Marokko wirft EU-Fischerboote aus Hoheitsgewässern
Das Königreich ist sauer, weil das EU-Parlament das Fischereiabkommen aufgrund des Westsahara-Konflikts aufgekündigt hat
Marokko hat EU-Fischerbooten seit Donnerstag verboten, weiter in den Hoheitsgewässer des Landes zu fischen. Mit deutlichen Worten machte Rabat klar, dass "keinerlei Fischereiaktivität" mehr geduldet werde. Das Ministerium für Landwirtschaft und Fischfang reagierte damit auf die Entscheidung des Europaparlaments, das seit 2007 bestehende Fischereiabkommen mit dem nordafrikanischen Land nicht weiter zu verlängern.
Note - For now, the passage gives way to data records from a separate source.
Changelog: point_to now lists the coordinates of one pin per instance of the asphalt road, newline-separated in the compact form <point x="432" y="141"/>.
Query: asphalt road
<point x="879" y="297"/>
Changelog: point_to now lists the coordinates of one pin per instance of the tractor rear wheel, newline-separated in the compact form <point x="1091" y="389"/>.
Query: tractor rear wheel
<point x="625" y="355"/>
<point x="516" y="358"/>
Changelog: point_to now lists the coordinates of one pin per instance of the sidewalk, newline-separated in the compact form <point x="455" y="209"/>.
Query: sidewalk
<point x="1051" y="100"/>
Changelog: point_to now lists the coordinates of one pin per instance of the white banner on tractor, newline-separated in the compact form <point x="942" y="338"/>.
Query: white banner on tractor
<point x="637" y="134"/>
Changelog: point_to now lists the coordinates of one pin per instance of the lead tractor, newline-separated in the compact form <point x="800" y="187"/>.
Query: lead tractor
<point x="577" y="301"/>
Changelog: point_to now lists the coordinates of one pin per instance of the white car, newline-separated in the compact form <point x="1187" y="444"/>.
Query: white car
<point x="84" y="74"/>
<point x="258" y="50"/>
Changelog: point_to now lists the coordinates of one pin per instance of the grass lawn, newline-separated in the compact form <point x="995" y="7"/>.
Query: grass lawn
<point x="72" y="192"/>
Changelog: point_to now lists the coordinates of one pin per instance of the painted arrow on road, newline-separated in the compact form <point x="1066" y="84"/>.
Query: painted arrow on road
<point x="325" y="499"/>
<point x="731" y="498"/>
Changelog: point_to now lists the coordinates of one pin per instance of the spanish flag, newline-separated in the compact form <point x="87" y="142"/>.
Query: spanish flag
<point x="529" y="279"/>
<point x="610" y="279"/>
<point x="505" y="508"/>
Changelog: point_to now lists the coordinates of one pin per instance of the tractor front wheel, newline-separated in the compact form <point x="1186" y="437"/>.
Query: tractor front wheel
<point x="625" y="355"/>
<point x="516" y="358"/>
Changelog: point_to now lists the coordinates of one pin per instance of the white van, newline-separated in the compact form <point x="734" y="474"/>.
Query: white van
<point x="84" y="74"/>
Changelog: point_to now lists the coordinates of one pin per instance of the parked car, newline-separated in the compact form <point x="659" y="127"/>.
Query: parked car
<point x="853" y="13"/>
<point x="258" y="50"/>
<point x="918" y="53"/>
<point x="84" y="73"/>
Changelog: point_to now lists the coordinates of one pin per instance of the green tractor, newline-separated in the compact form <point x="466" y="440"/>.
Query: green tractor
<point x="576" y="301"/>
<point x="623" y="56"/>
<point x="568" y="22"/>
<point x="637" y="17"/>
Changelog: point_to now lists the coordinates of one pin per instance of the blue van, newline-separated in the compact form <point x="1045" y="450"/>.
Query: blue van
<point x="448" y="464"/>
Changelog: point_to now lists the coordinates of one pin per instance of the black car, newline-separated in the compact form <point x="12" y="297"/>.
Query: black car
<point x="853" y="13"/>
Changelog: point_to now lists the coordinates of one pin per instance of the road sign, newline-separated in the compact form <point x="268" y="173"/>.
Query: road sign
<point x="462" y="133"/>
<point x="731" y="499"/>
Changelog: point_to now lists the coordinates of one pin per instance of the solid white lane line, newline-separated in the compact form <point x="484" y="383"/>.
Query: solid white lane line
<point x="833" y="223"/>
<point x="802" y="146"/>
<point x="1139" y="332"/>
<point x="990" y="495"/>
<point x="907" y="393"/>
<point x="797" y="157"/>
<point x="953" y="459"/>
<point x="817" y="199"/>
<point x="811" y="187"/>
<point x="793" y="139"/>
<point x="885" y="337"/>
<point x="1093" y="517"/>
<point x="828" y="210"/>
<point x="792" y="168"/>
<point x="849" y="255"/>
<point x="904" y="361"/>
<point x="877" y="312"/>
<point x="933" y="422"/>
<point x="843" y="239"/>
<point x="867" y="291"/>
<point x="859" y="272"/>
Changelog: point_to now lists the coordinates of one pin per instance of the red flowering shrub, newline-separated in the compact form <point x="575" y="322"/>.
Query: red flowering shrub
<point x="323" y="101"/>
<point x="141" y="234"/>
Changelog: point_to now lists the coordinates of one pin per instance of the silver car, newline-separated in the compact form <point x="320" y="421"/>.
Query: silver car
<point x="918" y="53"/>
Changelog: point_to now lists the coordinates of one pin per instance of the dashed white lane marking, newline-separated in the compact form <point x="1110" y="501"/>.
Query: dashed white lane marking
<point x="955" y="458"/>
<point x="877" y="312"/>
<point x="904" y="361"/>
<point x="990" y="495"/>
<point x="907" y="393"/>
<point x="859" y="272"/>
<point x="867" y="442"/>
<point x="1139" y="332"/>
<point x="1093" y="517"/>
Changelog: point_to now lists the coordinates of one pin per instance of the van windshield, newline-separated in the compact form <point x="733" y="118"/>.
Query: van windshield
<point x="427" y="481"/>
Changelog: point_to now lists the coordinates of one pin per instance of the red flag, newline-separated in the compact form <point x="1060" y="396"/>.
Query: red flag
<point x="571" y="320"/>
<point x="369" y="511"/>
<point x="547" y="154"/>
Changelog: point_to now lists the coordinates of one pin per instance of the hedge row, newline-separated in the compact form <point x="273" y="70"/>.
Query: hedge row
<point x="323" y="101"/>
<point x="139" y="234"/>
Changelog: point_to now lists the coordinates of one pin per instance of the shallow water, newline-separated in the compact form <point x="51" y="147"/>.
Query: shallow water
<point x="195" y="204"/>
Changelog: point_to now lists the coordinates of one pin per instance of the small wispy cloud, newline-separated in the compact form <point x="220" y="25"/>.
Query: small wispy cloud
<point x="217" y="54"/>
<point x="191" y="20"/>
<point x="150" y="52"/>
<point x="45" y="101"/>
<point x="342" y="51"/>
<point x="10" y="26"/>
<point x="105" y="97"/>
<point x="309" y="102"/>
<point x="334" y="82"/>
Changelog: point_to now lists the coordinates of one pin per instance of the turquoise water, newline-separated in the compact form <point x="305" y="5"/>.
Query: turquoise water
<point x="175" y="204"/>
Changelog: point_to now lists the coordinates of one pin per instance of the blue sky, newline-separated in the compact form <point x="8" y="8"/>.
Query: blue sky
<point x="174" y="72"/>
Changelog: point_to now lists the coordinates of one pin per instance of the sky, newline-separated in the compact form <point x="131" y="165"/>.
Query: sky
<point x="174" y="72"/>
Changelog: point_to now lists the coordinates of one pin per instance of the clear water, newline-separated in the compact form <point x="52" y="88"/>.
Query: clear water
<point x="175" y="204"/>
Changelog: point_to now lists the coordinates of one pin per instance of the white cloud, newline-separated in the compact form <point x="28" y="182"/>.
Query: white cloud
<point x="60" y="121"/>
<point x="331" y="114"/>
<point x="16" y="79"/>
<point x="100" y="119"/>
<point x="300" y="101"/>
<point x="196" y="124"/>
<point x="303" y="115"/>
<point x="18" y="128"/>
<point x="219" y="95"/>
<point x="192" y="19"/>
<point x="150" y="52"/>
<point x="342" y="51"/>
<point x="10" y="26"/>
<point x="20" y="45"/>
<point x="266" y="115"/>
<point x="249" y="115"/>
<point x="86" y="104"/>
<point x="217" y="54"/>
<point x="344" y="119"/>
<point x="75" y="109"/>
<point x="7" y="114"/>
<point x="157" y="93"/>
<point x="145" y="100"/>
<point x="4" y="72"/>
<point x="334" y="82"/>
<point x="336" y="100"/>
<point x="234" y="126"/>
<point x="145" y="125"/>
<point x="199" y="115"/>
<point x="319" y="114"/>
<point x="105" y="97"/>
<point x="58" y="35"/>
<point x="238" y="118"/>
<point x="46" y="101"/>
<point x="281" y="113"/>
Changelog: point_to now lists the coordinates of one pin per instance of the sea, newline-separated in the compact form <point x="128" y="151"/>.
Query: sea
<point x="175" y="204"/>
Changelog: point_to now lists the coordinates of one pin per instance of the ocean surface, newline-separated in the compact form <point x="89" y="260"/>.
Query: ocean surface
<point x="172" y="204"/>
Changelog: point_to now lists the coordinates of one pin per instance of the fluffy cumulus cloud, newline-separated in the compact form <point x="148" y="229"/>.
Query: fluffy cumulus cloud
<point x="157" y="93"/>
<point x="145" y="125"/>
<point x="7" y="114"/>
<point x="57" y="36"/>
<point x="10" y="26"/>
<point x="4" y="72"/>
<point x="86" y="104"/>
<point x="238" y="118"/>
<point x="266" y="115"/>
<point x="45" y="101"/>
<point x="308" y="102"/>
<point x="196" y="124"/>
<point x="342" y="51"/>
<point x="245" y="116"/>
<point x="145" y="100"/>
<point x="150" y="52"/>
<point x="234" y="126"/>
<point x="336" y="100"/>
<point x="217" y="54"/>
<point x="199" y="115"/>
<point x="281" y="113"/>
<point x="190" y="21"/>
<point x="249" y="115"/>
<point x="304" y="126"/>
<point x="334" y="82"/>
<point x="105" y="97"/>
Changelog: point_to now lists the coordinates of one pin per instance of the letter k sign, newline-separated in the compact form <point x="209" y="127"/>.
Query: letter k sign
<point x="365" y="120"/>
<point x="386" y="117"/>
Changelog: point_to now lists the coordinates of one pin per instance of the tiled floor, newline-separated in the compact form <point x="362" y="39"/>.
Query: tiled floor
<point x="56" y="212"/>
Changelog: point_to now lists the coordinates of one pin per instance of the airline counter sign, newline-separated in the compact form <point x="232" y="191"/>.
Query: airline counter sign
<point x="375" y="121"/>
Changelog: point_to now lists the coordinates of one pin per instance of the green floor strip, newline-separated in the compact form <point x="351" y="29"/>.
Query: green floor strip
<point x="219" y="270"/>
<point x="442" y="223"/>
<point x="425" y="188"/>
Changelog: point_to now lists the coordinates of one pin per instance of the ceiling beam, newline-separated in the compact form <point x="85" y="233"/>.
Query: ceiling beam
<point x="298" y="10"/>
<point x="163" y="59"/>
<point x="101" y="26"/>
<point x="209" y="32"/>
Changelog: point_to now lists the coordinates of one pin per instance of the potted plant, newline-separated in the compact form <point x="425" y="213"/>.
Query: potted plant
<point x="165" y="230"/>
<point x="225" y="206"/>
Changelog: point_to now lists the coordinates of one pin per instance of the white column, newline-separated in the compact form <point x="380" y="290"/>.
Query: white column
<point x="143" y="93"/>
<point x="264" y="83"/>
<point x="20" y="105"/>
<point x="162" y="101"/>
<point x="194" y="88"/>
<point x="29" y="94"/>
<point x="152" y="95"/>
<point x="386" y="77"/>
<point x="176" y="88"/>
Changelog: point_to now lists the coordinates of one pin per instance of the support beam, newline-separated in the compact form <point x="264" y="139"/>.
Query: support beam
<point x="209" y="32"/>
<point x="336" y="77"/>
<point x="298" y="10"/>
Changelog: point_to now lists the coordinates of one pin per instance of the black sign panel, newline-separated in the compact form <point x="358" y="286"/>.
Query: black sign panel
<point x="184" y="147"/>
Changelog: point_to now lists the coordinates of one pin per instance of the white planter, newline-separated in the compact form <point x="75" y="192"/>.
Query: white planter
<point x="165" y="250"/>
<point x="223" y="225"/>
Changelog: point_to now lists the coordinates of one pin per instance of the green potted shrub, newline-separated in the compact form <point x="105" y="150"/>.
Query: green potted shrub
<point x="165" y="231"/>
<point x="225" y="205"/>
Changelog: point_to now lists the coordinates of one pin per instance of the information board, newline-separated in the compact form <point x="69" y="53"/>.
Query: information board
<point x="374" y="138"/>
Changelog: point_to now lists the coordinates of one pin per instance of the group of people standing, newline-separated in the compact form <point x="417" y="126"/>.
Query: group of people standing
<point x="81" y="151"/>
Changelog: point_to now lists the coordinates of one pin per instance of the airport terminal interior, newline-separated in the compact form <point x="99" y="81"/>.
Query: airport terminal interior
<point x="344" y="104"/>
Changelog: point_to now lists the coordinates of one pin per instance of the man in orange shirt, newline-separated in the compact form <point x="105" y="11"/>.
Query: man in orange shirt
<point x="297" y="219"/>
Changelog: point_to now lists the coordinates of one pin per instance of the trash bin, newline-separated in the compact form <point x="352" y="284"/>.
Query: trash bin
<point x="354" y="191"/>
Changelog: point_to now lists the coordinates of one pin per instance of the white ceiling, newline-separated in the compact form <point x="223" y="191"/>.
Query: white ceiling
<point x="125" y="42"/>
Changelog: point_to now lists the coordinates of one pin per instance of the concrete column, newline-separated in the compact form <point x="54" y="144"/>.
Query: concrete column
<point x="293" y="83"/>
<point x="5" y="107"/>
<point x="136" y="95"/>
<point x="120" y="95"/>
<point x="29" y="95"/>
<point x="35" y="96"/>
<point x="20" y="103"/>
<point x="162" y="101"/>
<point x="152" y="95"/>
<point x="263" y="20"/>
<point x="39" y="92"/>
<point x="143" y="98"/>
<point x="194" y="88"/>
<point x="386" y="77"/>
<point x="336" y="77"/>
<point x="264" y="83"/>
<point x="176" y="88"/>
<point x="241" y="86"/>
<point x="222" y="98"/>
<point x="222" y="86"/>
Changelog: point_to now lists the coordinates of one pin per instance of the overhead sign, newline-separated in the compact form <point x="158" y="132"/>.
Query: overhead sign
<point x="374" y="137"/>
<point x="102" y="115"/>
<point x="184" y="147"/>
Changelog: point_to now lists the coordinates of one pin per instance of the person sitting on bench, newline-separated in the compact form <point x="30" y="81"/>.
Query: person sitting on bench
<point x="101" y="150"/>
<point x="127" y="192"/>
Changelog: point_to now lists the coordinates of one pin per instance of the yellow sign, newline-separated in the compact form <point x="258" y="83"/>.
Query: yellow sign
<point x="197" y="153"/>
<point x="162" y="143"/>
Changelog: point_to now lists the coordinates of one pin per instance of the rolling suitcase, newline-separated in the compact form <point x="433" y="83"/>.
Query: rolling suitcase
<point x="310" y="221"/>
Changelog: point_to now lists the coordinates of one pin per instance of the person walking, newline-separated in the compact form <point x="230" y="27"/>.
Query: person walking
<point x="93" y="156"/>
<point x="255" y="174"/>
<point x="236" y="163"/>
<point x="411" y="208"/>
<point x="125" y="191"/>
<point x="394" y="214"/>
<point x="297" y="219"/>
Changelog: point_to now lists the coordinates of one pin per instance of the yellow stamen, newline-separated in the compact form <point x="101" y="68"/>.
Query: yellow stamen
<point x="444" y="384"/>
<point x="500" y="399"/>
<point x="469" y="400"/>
Die Entscheidung "markiert eine bedauerliche Entwicklung mit schwerwiegenden Konsequenzen zwischen Marokko und der EU", schrieb das Ministerium in einer Presseerklärung.
Das autokratische Königreich, das ebenfalls mit einer starken Demokratiebewegung konfrontiert ist, droht mit Konsequenzen, die über Fischereifragen hinausgehen. Das hat die Regierung unmissverständlich verständlich gemacht, denn es wird die "allgemeine Neubewertung" der Beziehung zur EU angedroht. Es ist aber unklar, ob sich die neue Regierung der moderaten Islamisten an den vorgegebenen Kurs der Nationalisten hält. Dass die abgewählte Regierung so weit geht und sich mit der EU anlegt, hängt damit zusammen, dass sich das Land in einer zentralen Frage auf den Schlips getreten fühlt. Denn bei der Entscheidung, bei der mit 326 gegen 296 Stimmen die Verlängerung des Vertrags abgelehnt wurde, wird nicht nur auf die zu hohen Kosten von mehr als 36 Millionen Euro und die Überfischung abgehoben, die damit befördert werde. Vor allem sind von der Entscheidung spanische Fischer betroffen und das Land hat schon Entschädigungen gefordert.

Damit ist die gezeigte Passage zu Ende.